Pressure sensor integrated onto sleeve of solenoid valve

Abstract

A pressure sensor is integrated upon a solenoid valve by attaching at least one micro-machined strain gauge to an end of the solenoid valve sleeve. The solenoid valve is included in a vehicle brake control system. As the hydraulic fluid pressure in the brake system changes, the end of the solenoid valve sleeve is deflected, causing a change in an electrical property of the strain gauge. The stain gauge is included in a bridge circuit that is electrically connected to a signal conditioning circuit. The signal conditioning circuit generates a pressure signal that is a function of the change in the electrical property of the strain gauge.

Description

CROSS REFERENCE TO RELATED APPLICATIONS

[0001] This application claims the benefit of U.S. Provisional Application No. 60/218,860, filed Jul. 18, 2000.

TECHNICAL FIELD

[0002] This invention relates to an electro-hydraulic control unit for a vehicle brake system. More specifically, this invention relates to a pressure sensor attached to a solenoid valve that is included in an electro-hydraulic control unit.

BACKGROUND OF THE INVENTION

[0003] Many vehicles being currently produced by automotive manufacturers include automatic control systems that are integrated with their hydraulic brake systems. Such systems include Vehicle Stability Control (VSC) systems that prevent loss of directional control of a vehicle during vehicle manueveurs. A VCS system typically includes an Anti-lock Brake System (ABS) and Traction Control (TC).

[0004] In a conventional hydraulic brake system, movement of the brake pedal, connected to a master cylinder, causes a piston within the master cylinder to move. This movement forces pressurized hydraulic fluid throughout the brake system and into cylinders located at each wheel. The hydraulic fluid causes displacement of a brake piston located within each of the brake cylinders. Movement of the brake piston either urges a brake pad against a disc or a brake shoe against a brake drum. The resulting friction between components brakes the wheel.

[0005] A VSC system includes an electro-hydraulic control unit that is integrated with the brake lines of the hydraulic brake system. The electro-hydraulic control unit typically includes an Electronic Control Unit (ECU) which is mounted upon a hydraulic valve body. The ECU includes a microprocessor and control algorithm for operating the VSC system. A plurality of solenoid valves are disposed within the hydraulic valve body. The solenoid valves can include normally open isolation valves and normally closed dump valves. The ECU is connected to the solenoid valves and one or more wheel speed sensors. A pump also is mounted upon the hydraulic valve body to supply pressurized brake fluid to the VSC system. The pump is controlled by the ECU microprocessor. During vehicle operation, the ECU microprocessor continuously receives speed signals from the wheel speed sensors.
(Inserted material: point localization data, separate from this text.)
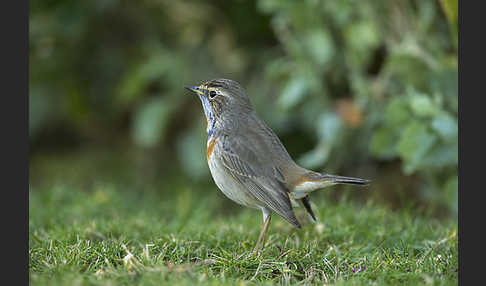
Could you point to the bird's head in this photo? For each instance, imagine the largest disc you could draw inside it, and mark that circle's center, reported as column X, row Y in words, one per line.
column 222, row 99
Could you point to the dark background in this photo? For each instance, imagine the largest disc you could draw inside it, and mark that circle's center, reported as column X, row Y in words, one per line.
column 356, row 88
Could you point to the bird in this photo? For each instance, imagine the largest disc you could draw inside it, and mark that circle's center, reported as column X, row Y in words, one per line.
column 248, row 162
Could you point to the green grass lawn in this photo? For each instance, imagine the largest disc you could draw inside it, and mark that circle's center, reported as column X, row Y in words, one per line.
column 104, row 236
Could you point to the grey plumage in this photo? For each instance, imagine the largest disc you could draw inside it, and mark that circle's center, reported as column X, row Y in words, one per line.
column 247, row 160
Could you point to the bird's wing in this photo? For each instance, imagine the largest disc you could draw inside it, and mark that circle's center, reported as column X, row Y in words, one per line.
column 262, row 179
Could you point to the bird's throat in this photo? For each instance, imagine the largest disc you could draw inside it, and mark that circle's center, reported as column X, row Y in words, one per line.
column 208, row 111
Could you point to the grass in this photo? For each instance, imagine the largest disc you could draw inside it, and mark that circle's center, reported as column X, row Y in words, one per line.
column 104, row 236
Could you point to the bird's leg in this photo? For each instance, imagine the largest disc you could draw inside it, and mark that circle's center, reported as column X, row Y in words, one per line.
column 263, row 233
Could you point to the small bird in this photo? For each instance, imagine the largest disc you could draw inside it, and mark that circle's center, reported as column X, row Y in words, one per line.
column 248, row 162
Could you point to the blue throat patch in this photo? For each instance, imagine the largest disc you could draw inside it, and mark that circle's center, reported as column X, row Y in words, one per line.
column 208, row 111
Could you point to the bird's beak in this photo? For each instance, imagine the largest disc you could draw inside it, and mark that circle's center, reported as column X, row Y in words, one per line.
column 196, row 89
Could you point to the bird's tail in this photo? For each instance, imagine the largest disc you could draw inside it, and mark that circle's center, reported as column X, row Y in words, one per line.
column 312, row 181
column 345, row 180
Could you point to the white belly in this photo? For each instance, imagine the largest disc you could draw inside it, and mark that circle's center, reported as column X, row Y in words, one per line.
column 229, row 186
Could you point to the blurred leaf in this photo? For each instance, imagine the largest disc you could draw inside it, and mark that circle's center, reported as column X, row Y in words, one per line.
column 451, row 192
column 329, row 129
column 150, row 121
column 397, row 112
column 383, row 144
column 446, row 126
column 320, row 46
column 414, row 143
column 293, row 92
column 440, row 156
column 133, row 84
column 450, row 9
column 422, row 105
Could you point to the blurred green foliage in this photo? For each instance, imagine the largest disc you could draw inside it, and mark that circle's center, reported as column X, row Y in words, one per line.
column 351, row 87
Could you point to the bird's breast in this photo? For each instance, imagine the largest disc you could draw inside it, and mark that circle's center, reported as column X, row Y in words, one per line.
column 210, row 147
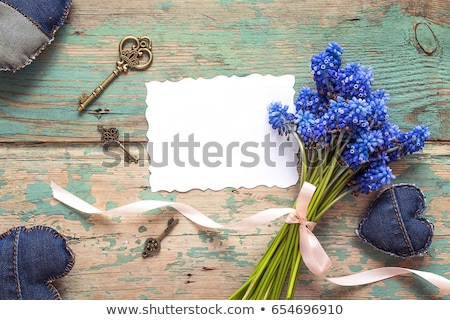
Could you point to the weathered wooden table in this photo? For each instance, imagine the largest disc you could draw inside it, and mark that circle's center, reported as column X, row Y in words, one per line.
column 43, row 138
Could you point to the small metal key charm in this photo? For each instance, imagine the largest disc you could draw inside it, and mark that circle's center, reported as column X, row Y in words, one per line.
column 153, row 245
column 129, row 59
column 111, row 135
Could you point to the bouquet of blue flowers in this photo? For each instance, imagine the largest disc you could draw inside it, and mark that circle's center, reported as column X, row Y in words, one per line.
column 346, row 144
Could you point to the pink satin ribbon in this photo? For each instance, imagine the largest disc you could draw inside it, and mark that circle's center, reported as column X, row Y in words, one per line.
column 313, row 254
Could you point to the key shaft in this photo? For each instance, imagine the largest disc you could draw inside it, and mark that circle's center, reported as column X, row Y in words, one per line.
column 85, row 100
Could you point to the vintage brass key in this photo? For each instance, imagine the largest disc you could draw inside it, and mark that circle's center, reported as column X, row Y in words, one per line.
column 111, row 135
column 153, row 245
column 140, row 51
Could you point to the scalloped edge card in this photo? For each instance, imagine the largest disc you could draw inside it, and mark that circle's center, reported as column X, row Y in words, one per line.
column 214, row 133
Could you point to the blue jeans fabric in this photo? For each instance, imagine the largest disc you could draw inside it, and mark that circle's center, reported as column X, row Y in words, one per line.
column 47, row 14
column 30, row 260
column 28, row 27
column 393, row 223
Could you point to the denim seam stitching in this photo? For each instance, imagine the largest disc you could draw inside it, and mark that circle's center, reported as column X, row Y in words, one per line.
column 400, row 221
column 48, row 282
column 16, row 262
column 417, row 217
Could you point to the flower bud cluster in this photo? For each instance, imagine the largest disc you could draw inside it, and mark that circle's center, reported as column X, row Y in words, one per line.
column 344, row 105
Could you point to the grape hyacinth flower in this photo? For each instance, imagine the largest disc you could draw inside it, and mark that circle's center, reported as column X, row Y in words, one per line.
column 347, row 144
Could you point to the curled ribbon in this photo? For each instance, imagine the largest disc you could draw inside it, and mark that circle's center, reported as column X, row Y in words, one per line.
column 314, row 256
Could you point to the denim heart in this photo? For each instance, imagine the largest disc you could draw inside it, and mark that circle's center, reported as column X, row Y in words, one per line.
column 31, row 259
column 393, row 223
column 30, row 26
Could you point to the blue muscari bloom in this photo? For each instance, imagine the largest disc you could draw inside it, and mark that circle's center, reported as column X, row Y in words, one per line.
column 325, row 66
column 279, row 117
column 344, row 105
column 361, row 147
column 352, row 115
column 414, row 140
column 305, row 121
column 379, row 108
column 354, row 81
column 309, row 100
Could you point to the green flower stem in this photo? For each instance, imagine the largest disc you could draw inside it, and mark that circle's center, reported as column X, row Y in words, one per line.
column 282, row 260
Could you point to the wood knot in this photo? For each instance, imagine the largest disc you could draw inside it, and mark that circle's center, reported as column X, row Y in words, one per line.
column 425, row 38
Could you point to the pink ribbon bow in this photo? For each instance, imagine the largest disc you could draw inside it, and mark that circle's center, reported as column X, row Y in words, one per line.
column 313, row 254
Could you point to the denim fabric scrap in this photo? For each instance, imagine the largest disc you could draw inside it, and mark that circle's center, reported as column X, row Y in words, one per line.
column 393, row 223
column 27, row 28
column 31, row 259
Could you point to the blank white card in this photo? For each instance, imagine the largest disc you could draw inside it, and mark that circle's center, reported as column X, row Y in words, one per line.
column 214, row 133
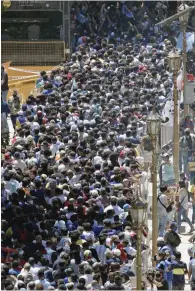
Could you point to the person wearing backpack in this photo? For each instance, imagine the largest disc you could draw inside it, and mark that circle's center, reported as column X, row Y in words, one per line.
column 163, row 210
column 182, row 206
column 179, row 269
column 191, row 273
column 145, row 151
column 167, row 176
column 171, row 237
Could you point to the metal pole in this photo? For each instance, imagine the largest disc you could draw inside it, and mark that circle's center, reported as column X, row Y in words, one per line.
column 154, row 202
column 176, row 129
column 66, row 25
column 139, row 259
column 184, row 25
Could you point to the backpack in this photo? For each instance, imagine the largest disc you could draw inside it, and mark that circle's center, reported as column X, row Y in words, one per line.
column 148, row 144
column 173, row 239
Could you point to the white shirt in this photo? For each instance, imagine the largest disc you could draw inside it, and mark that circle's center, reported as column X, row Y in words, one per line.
column 34, row 271
column 183, row 198
column 161, row 209
column 43, row 282
column 54, row 148
column 117, row 209
column 19, row 164
column 12, row 185
column 34, row 125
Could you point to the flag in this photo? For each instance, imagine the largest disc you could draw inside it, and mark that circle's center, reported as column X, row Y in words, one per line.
column 6, row 65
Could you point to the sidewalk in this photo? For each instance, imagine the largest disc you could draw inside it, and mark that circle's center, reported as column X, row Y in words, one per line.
column 184, row 246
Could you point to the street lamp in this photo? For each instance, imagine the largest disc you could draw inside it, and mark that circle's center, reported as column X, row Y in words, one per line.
column 153, row 130
column 174, row 62
column 183, row 21
column 138, row 213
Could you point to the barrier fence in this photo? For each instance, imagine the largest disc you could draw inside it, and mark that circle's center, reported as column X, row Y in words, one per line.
column 33, row 53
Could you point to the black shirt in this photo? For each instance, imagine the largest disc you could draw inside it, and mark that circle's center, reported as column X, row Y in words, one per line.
column 164, row 286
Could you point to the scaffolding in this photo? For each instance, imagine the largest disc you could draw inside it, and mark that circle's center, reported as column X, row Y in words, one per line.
column 33, row 53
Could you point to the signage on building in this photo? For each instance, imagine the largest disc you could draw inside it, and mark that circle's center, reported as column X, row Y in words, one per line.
column 33, row 5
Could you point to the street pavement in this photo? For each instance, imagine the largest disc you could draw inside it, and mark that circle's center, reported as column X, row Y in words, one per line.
column 185, row 244
column 183, row 247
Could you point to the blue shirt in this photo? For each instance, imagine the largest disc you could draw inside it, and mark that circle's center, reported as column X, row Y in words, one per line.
column 178, row 268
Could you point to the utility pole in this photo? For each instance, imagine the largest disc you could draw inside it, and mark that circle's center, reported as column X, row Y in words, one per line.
column 66, row 6
column 183, row 22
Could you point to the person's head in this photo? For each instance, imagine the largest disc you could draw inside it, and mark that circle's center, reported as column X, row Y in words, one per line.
column 31, row 285
column 182, row 184
column 41, row 274
column 163, row 189
column 2, row 69
column 187, row 131
column 158, row 275
column 165, row 158
column 178, row 256
column 118, row 280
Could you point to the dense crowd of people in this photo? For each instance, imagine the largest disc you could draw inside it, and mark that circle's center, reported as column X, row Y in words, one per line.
column 80, row 156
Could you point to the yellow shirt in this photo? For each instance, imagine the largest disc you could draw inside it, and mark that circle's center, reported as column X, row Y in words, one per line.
column 191, row 166
column 192, row 190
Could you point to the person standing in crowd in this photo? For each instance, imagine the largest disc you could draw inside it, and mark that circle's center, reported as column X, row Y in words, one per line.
column 182, row 206
column 166, row 171
column 14, row 103
column 72, row 171
column 187, row 147
column 4, row 124
column 179, row 269
column 162, row 212
column 192, row 195
column 4, row 83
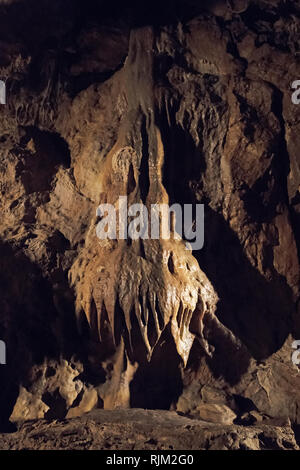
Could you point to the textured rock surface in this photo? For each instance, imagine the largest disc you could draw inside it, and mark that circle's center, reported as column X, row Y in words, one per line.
column 146, row 430
column 189, row 106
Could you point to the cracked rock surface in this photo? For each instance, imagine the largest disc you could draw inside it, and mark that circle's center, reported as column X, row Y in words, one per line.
column 185, row 103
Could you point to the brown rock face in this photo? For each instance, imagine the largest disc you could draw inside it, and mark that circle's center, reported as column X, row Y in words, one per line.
column 187, row 104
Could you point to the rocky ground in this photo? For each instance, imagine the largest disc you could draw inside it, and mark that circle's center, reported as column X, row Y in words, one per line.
column 138, row 429
column 184, row 102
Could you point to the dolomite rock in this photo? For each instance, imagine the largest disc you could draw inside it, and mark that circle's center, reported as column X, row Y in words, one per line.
column 193, row 108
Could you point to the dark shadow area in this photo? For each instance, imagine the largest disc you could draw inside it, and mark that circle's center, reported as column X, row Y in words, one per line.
column 36, row 323
column 258, row 312
column 157, row 384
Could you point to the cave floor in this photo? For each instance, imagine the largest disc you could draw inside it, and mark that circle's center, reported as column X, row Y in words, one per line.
column 138, row 429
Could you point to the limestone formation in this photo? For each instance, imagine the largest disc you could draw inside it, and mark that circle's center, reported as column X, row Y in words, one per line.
column 182, row 102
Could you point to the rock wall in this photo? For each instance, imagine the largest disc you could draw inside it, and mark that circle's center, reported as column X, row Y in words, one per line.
column 185, row 103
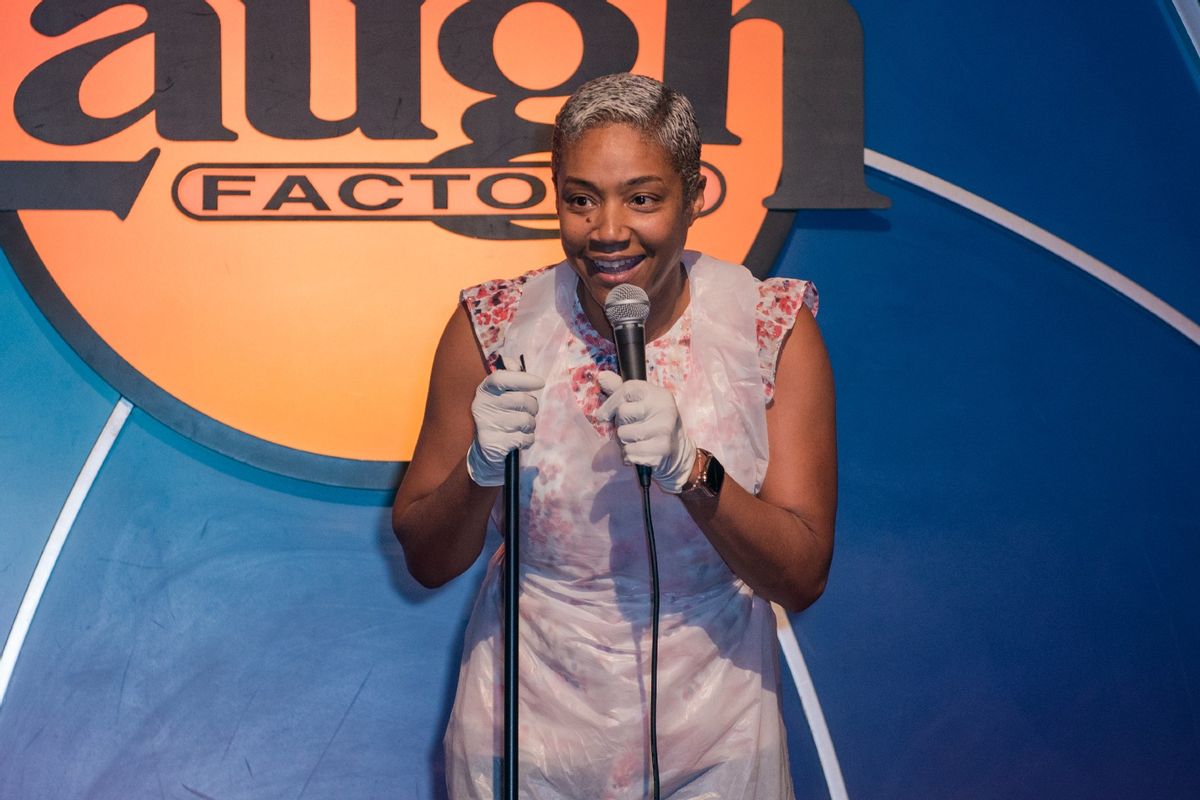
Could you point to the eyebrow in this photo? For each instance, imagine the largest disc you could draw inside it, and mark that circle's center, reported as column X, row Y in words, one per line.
column 633, row 181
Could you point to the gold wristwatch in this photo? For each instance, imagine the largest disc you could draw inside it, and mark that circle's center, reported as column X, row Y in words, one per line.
column 709, row 475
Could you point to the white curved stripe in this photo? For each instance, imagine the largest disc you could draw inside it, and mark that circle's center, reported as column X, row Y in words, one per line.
column 1189, row 13
column 57, row 539
column 813, row 713
column 1037, row 235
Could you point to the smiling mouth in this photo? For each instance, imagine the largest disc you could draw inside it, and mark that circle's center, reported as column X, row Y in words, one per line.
column 616, row 266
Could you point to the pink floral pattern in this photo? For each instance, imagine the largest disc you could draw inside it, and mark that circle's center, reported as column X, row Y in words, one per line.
column 491, row 306
column 779, row 301
column 667, row 359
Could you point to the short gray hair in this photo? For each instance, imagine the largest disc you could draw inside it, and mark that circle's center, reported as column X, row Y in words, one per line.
column 646, row 104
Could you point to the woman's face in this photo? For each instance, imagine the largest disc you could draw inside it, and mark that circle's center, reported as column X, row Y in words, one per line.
column 624, row 218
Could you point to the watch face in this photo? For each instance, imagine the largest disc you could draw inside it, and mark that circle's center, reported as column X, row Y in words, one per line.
column 714, row 476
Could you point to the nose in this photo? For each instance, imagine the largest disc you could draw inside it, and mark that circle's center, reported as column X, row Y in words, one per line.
column 610, row 232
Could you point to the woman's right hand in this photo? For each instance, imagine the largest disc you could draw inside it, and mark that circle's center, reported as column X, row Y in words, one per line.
column 505, row 413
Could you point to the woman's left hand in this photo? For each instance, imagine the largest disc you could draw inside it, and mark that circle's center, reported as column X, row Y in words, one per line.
column 648, row 428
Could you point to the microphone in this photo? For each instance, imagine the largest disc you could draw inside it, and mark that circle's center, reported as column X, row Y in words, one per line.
column 627, row 308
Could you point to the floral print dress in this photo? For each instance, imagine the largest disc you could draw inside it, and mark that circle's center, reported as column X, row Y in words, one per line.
column 585, row 577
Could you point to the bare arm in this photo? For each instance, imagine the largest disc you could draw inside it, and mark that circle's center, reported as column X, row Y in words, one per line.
column 441, row 515
column 780, row 541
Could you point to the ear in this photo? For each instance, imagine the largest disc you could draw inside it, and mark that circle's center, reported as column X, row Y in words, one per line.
column 697, row 203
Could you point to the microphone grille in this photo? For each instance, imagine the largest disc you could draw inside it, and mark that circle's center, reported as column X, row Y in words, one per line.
column 627, row 304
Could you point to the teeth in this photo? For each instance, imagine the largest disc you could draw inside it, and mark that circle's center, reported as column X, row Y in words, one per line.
column 616, row 266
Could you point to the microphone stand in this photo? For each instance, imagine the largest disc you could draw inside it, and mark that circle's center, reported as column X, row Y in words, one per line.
column 511, row 576
column 511, row 494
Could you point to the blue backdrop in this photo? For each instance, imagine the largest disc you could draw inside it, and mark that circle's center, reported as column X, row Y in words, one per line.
column 1012, row 611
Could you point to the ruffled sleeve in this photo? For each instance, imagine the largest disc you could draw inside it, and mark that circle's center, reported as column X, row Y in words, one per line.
column 491, row 306
column 779, row 301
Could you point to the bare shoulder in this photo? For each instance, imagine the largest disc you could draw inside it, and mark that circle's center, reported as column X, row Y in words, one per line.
column 802, row 431
column 447, row 427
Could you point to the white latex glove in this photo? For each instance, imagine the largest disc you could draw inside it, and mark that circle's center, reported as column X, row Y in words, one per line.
column 505, row 414
column 648, row 428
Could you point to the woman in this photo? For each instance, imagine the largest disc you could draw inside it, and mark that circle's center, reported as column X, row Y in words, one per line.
column 736, row 370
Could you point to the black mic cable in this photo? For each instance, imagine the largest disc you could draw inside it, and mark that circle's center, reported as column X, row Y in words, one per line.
column 627, row 308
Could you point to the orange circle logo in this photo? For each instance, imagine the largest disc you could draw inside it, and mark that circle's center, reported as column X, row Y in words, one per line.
column 253, row 216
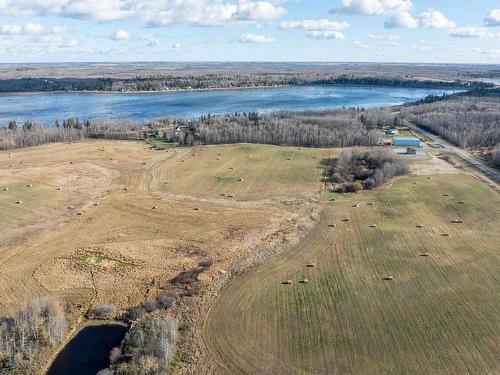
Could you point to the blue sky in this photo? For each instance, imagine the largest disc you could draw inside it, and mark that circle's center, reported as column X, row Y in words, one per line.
column 444, row 31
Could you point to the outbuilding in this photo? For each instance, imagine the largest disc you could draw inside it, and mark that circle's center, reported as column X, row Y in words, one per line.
column 406, row 141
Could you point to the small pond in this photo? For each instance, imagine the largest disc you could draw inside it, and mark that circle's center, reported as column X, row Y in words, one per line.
column 88, row 352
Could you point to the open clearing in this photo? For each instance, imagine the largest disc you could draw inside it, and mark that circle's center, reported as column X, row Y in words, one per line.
column 440, row 314
column 94, row 222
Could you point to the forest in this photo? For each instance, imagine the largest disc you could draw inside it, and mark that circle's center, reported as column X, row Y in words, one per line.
column 334, row 128
column 467, row 121
column 220, row 80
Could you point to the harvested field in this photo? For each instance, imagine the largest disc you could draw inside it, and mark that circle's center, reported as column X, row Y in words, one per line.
column 438, row 314
column 98, row 240
column 247, row 171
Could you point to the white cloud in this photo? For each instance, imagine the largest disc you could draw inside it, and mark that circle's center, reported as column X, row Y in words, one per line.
column 401, row 20
column 121, row 35
column 469, row 32
column 325, row 35
column 435, row 20
column 253, row 38
column 321, row 24
column 258, row 11
column 429, row 19
column 153, row 12
column 30, row 29
column 493, row 18
column 373, row 7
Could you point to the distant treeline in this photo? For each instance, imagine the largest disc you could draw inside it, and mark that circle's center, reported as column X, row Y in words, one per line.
column 467, row 120
column 334, row 128
column 220, row 80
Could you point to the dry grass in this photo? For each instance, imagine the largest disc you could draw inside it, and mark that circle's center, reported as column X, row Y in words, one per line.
column 439, row 314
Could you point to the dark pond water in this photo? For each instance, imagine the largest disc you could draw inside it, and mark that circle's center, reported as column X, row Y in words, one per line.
column 88, row 351
column 47, row 107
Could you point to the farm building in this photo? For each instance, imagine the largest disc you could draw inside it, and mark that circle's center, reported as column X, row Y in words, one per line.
column 406, row 141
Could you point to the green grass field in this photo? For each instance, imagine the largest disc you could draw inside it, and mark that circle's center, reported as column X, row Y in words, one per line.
column 439, row 315
column 266, row 171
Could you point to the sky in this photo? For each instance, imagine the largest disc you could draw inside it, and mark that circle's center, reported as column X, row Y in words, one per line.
column 425, row 31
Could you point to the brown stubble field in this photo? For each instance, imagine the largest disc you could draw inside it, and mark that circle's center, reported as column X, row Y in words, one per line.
column 113, row 222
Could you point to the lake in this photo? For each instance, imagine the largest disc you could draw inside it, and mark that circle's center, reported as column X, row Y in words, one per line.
column 45, row 108
column 88, row 352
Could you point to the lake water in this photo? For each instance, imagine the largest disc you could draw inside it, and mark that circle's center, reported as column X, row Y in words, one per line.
column 47, row 107
column 88, row 352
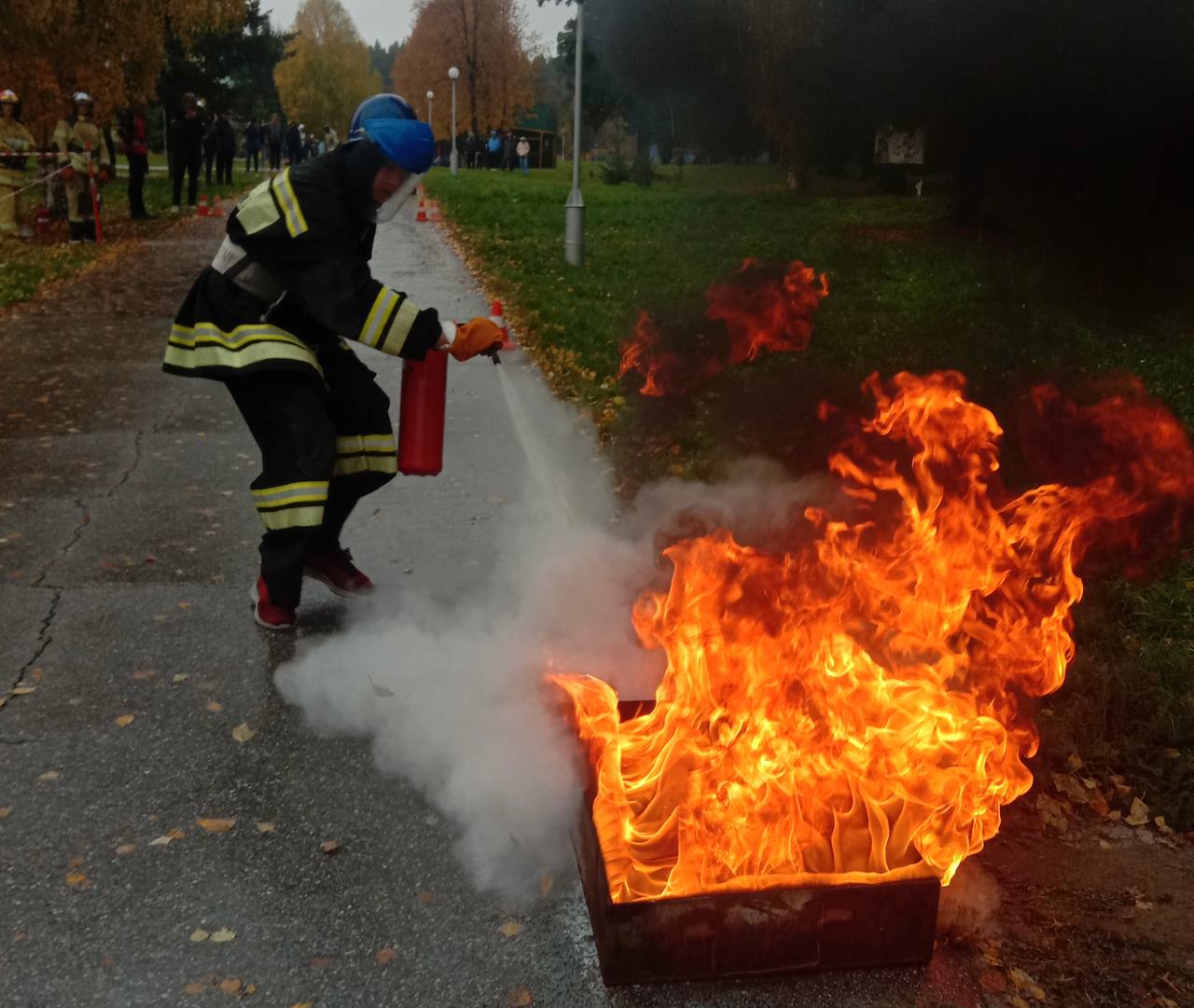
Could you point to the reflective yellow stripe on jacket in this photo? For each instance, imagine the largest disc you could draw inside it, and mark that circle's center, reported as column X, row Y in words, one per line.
column 290, row 209
column 388, row 323
column 366, row 453
column 205, row 345
column 291, row 504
[0006] When the microprocessor senses an impending loss of vehicle directional control, the VSC system is activated. The ECU microprocessor starts the pump to supply pressurized brake fluid and causes the solenoid valves to cyclically apply and relieve hydraulic pressure to the wheel brakes to correct the direction of the vehicle.

[0007] An VSC system also includes pressure sensors. Pressure sensors measure pressure inside the solenoid valves, as well as pressure at the brakes or master cylinder. One or more pressure sensors are attached to the ECU. Data from the pressure sensor is sent to the ECU microprocessor which, in turn, uses the pressure data to control flow of the brake fluid through the solenoid valves by displacing their armatures. The pressure sensor is typically housed in a pressure sensor unit, a structure separate from the solenoid valve.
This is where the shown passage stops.